Bunalımın hemen öncesindeki ve sonrasındaki hava, öylesine zehirli umutlar saçıyordu ki, bundan komünistler bile etkilenmekteydiler. Amerikan Komünist Partisi Genel Sekreteri Jay Lovestone’a göre, Amerikan kapitalizmi, Avrupa ile karşılaştırılamazdı ve onun genel çelişkilerinden, dolayısıyla da kriz potansiyelinden yapısal olarak büyük ölçüde muaftı. 1928 yılında Lovestone şöyle yazabiliyordu: “Amerika Birleşik Devletleri’nde güçlü bir teknik devrim gerçekleşiyor, muazzam bir rasyonelleşme ve üretici güçlerde büyük bir gelişme [ortaya çıkıyor] ki bu, sonuçları bakımından ikinci sanayi devrimiyle karşılaştırılabilir.” Finans kapitalin Wall Street Dergisi, Hoover’ın seçim zaferi üzerine şöyle yazmıştı: “Nasıl ki, Roma’nın bir Ogustüs ve Britanya’nın Victoryan dönemi vardı, onun gibi, biz de burada yeni bir zenginlik ve ihtişam, barış ve refah çağına giriyoruz ki, tarih bunu Hoover dönemi diye yazacaktır.” Komünist Parti Genel Sekreteri, “yazıdaki ‘biz’i Wall Street olarak çevirin, gerçeğı bulursunuz” diyordu!
Neyse ki, Amerikan Komünist Partisi içinde sağlıklı unsurlar vardı. Onlar, Amerikan kapitalizminin gücünün, Lovestoncuların yaptıkları gibi, abartılmaması gerektiğini, onun da kapitalizmin genel yasalarına tabi olduğunu, bu bakımdan da yükselişin bir krize doğru gittiğini, bunun da emekçi yığınların radikalleşmesini getireceğini, sınıf mücadelesini keskinleştireceğini söylüyorlardı. Olası bir bunalımın faşizm ve savaşla sonuçlanabileceğini görüyor, Parti’nin gerekirse yeraltına çekilmenin hazırlıklarını yapması gerektiğini savunuyorlardı. Onlara ve Komintern’e göre de, Amerikan kapitalizmi, genel kapitalist krizin bir parçasını oluşturmaktaydı ve Amerikan kapitalizminin ve emperyalizminin yükselişi, onu krizden uzaklaştırmıyor, aksine, bütün yapısal çelişkileri daha da keskinleştirerek, kriz olasılığını arttırıyor, gelecek krizin boyutlarını genişletiyordu.

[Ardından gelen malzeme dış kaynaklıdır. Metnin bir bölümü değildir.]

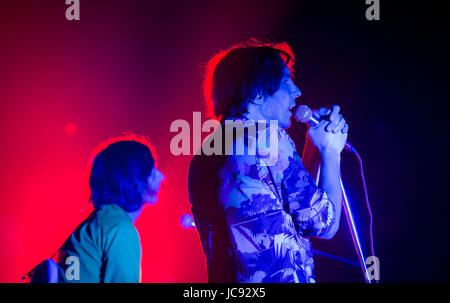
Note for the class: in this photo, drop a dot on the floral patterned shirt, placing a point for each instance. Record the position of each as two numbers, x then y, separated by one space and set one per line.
255 214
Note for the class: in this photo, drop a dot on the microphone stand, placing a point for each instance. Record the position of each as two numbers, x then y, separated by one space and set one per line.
351 223
353 230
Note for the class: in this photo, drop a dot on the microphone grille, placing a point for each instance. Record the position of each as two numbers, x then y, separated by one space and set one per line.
303 114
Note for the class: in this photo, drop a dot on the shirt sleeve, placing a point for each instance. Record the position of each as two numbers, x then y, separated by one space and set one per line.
121 260
313 213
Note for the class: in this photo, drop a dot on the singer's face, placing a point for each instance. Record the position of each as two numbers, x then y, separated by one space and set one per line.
278 106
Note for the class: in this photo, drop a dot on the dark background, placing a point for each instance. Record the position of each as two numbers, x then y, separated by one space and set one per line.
136 66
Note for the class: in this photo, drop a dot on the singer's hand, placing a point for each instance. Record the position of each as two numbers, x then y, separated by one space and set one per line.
337 122
329 137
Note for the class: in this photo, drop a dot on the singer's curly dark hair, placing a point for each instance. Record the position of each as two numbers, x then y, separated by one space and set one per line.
237 75
120 171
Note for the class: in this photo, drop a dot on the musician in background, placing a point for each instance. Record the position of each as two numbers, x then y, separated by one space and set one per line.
122 180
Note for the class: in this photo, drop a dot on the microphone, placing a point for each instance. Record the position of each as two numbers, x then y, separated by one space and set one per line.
305 115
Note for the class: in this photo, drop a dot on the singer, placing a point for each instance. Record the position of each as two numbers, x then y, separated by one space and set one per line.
254 216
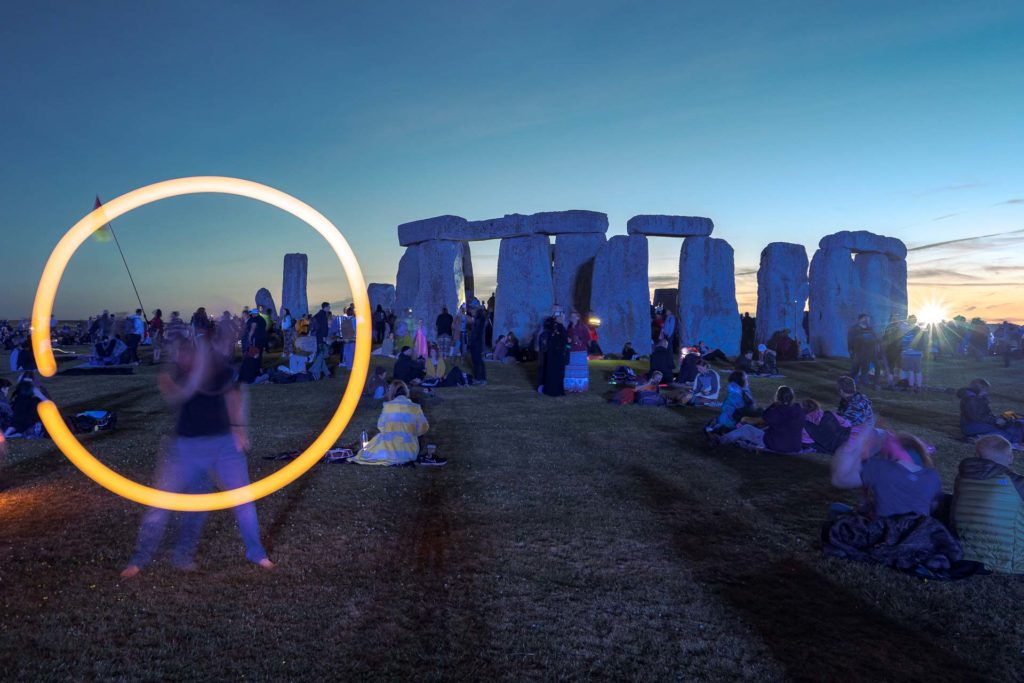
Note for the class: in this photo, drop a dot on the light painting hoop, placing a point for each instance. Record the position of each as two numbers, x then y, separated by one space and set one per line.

Sonunda, bizzat Stalin’in de içinde aktif olarak yer aldığı Komintern müdahaleleri ve Parti içindeki devrimcilerin direnişiyle Lovestone ekibi yenilgiye uğratıldı ve Parti’den atıldılar. Parti, 29 Bunalımı’na en azından mental olarak hazırlıklı girdi ve sonraki onbeş yıl Amerikan sahnesinde etkin bir aktör olarak yerini aldı. Parti, faşizme ve savaşa karşı Birleşik Cephe politikasına yöneldi. Lovestone’un da, CIA bordrosunda ve uluslararası sendikacılık hareketi içinde, Avrupa’dan Vietnam’a uzanan sefil kışkırtıcılık-yıkıcılık dönemi başladı. O gurubun öteki önde gelen üyesi Gitwold da, Amerikan Devleti’nin “kızıl soruşturmaları”nda gönüllü tanıklık yaparak antikomünist haçlı seferine katıldı.
Bunalım, Marksist araçların kapitalizmi anlamadaki ve geleceği çözmedeki gücünü de gösterdi. 1930’larda Parti, emeğin yaşam standardını ve demokrasiyi koruma mücadelesini, Roosevelt’in peşinde kuyrukçuluğa kapılarak ve dolayısıyla kendinden vererek yürüttü. Parti bir yandan tarihinin en büyük genişlemesini yaşadı, bir yandan da (Milliyetçi Cephe-“halkçı Ecevit” CHP’si arasında sıkışan 70’lerin Türk solu gibi) faşistleşmeye yönelmek ile “New Deal” türü bir devlet kapitalizmi dolayımıyla kapitalizmi kurtarma ve böylece faşizan gidişi engellemek seçenekleri arasına sıkışınca, ikinciyi seçti ve düzen içi meşruiyet gücünü artttığı ölçüde ideolojik-programatik, hatta örgütsel bağımsızlığını yitirdi, kendinden yiyerek erime sürecine girdi.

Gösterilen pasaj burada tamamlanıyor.